No competitivo panorama da infraestrutura de pagamentos em blockchain, a ideia de que cada transação deve implicar taxas de rede tem sido, durante muito tempo, uma regra fundamental e inquestionada. Para enviar stablecoins, os utilizadores sempre tiveram de deter o token nativo da respetiva blockchain para cobrir as taxas de Gas – um requisito que praticamente não foi contestado desde o surgimento do Bitcoin. No dia 20 de maio de 2026, a rede Sui rompeu com esta tradição através de uma atualização ao nível do protocolo: as transferências elegíveis de stablecoins entre pares passaram a ser, de forma permanente, isentas de taxas. Não são necessários tokens SUI, nem subsídios de terceiros, nem pagamentos via relays. A lógica técnica por detrás desta medida é simples, mas os efeitos de propagação que desencadeia justificam uma análise aprofundada. Agora que as "taxas zero" se tornam o novo referencial de preços para a infraestrutura de pagamentos, estarão a ser reescritas as regras da concorrência nos pagamentos on-chain? A vantagem de escala da Solana, construída sobre volumes mensais de liquidação de stablecoins na ordem das centenas de milhares de milhões de dólares, enfrentará uma concorrência disruptiva do lado dos custos? E, à medida que agentes de IA se preparam para escalar pagamentos autónomos, o que significa, na prática, o surgimento de uma "blockchain de pagamentos a custo zero"?
Sui Mainnet Lança Oficialmente Transferências de Stablecoins Sem Taxas ao Nível do Protocolo
A 20 de maio de 2026, a rede Sui lançou na sua mainnet uma funcionalidade ao nível do protocolo – transferências de stablecoins sem taxas de Gas. Isto significa que as transações elegíveis de stablecoins entre pares passaram a estar isentas de taxas de rede. Os utilizadores deixaram de precisar de deter tokens SUI nas suas carteiras para Gas, nem têm de recorrer a relays de terceiros ou mecanismos de subsídio para concluir transferências. Esta alteração está diretamente incorporada no protocolo Sui como infraestrutura permanente.

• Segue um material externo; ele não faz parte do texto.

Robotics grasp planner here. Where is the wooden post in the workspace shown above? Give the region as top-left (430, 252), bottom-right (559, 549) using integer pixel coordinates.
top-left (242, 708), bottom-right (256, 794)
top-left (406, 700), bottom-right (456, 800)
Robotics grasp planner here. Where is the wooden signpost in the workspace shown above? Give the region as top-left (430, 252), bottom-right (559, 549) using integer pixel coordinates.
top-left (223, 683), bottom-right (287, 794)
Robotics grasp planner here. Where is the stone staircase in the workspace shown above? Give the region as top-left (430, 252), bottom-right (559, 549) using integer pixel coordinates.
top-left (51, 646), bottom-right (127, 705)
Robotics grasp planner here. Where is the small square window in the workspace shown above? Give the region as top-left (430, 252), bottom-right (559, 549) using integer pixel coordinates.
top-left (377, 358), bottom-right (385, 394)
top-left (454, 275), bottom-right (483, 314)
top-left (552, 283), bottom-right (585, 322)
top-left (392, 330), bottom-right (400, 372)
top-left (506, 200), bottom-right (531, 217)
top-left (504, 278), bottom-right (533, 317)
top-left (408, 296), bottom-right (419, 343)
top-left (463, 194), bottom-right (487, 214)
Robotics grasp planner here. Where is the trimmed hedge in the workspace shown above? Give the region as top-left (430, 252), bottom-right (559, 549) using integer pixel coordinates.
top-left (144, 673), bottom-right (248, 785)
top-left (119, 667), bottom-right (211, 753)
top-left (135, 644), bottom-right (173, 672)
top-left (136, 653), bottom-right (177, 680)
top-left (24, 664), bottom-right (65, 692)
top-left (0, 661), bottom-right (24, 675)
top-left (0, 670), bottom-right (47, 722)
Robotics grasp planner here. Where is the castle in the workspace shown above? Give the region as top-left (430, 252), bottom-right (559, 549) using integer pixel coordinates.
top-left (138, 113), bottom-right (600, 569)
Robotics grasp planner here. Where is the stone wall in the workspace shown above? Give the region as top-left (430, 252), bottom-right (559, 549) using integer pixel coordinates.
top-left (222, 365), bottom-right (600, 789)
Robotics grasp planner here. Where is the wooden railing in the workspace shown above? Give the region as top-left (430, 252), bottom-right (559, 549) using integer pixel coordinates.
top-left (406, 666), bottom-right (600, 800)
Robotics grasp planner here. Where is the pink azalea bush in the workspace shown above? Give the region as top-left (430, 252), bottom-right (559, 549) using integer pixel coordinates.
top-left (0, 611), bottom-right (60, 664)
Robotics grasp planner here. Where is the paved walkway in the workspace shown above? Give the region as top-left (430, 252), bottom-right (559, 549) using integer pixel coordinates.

O primeiro grupo inclui sete stablecoins suportadas: USDsui, suiUSDe, AUSD, FDUSD, USDB, USDC e USDY. Entre estas, a USDC – uma das stablecoins mais utilizadas em ambiente on-chain – destaca-se como inclusão chave. Segundo dados relevantes, a USDC representa mais de 68% da oferta de stablecoins na Sui.
Adeniyi Abiodun, Co-fundador e Chief Product Officer da Mysten Labs, afirmou no anúncio oficial: "As stablecoins estão a tornar-se um componente central das finanças globais, mas a sua infraestrutura continua a trazer complexidade desnecessária para utilizadores e empresas. Com as transferências de stablecoins sem taxas de Gas, eliminamos um dos maiores obstáculos aos pagamentos em blockchain – já não é necessário gerir tokens de Gas em separado."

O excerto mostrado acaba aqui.